I have been trying to create a PMML output of my workflow and noticed that the plain Normalizer > Normalizer (Apply) sequence gived different output than Normalizer (PMML) > Normalizer Apply (PMML) while having the same settings.
Normalization method: Z-Score Normalization
Excluded columns: Unit number, time_in_cycles, RUL
Example of different normalized output:
Normalizer > Normalizer (Apply)
Mean (sensor_measurement_1) range is [0,2]
Normalizer (PMML) > Normalizer Apply (PMML)
Mean (sensor_measurement_1) range is [-24,-22]
I think this is a defect.
How could I sen you the files?
Could you advise?
I tried to reconstruct this but without any luck.
Could you make me a small workflow where you have exactly this problem?
Hi Iris – I’d like to send you the files.

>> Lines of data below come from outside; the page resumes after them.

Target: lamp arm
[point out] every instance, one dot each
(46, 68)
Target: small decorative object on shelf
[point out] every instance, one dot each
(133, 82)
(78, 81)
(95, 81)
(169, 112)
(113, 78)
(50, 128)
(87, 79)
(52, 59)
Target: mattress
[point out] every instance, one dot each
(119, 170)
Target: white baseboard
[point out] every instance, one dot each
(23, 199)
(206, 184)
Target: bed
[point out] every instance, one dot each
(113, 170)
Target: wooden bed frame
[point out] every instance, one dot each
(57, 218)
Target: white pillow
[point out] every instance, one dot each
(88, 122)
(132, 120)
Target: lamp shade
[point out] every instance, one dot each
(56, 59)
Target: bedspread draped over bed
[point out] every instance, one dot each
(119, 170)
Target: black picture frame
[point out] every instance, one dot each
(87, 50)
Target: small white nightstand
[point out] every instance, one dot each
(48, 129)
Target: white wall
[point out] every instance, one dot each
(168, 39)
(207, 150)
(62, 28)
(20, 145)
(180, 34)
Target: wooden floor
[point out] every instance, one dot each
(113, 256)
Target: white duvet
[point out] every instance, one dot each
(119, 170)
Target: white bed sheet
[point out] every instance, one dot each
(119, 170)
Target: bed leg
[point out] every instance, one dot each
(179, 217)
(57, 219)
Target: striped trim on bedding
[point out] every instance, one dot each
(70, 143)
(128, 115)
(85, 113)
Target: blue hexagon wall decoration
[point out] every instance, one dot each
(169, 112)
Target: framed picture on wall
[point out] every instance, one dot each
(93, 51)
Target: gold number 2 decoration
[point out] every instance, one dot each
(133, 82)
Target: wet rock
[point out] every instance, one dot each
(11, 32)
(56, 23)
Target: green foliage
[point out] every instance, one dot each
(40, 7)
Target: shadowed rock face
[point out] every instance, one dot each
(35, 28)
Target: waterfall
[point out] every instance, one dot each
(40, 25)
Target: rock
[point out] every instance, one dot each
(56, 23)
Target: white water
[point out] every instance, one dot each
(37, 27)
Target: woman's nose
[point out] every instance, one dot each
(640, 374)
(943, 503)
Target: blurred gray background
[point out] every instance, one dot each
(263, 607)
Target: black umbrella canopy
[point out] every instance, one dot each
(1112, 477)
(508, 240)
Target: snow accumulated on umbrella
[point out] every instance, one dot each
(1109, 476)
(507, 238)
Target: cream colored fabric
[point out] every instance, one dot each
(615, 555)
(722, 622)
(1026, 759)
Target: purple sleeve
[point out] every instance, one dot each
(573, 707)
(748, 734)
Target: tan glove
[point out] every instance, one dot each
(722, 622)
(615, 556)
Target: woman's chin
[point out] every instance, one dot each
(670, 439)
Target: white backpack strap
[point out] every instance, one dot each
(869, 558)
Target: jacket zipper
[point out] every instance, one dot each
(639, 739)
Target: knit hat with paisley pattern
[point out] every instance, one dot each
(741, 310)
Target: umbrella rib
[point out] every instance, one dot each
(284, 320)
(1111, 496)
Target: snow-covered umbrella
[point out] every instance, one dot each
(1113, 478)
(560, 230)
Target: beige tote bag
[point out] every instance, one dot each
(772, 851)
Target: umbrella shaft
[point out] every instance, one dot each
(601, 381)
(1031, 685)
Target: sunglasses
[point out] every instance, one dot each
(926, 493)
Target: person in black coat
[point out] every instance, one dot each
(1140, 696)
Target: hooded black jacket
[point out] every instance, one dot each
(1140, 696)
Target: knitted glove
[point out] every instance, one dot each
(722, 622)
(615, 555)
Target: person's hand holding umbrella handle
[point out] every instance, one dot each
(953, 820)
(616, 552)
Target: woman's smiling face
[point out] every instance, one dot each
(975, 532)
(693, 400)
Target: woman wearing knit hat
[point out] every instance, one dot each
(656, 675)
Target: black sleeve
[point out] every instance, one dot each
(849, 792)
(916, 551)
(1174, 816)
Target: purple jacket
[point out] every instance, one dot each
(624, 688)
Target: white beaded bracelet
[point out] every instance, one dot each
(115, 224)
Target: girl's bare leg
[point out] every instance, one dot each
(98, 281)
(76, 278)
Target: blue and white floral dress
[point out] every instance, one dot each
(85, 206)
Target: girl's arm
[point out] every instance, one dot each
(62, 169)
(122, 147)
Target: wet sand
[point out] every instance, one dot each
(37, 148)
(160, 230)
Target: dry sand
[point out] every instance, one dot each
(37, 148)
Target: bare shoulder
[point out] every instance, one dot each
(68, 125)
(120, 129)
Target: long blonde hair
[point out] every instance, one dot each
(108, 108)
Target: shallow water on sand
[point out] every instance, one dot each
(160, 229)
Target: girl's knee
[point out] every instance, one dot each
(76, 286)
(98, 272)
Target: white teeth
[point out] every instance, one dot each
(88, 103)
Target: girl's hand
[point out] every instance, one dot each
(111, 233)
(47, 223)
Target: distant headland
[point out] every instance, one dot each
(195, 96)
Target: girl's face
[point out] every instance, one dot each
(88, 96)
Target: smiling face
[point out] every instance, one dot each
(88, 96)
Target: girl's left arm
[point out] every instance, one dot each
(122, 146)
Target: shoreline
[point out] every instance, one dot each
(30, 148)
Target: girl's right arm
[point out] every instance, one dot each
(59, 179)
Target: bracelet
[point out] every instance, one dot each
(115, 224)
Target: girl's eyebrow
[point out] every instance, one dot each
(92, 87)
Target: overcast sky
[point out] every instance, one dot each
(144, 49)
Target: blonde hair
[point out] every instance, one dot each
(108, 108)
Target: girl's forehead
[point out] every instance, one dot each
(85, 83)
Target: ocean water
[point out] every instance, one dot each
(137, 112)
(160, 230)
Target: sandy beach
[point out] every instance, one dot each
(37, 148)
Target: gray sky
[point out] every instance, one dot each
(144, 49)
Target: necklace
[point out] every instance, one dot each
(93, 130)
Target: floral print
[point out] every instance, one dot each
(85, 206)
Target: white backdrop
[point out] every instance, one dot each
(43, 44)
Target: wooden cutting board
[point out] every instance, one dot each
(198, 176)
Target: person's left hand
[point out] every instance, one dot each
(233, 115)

Could you advise, pls?
Any news on this topic?
Hi @ribizli -
Were you already able to send your files to Iris directly? If not, feel free to email them to me here: firstname.lastname@example.org. Thanks!
yes we did find the problem here.
It goes back to nearly constant value columns, which are wrongly calculated in the PMML node.
I will check back with our developers and let you back as soon as this is fixed.
Best wishes, Iris
In the meantime, do you have any suggestion for a workaround?
Any news on the Normalizer Apply (PMML) node bug fix? Or maybe some tips on a workaround?
I don’t have a workaround yet, but I can tell you what the problem is. Z-Score-Normalization in PMML is encoded like this (http://dmg.org/pmml/v4-2-1/Transformations.html):
<LinearNorm orig="0" norm="-m/s"/>
<LinearNorm orig="m" norm="0"/>
Reversing this to retrieve the scale that needs to be applied to the values, we have to divide the norm of the first LinearNorm element by the orig of the second LinearNorm element. Here we run into numerical precision problems that lead to the behavior you observed.
We will be further investigating this issue and try to find a solution that is hopefully within the PMML standard.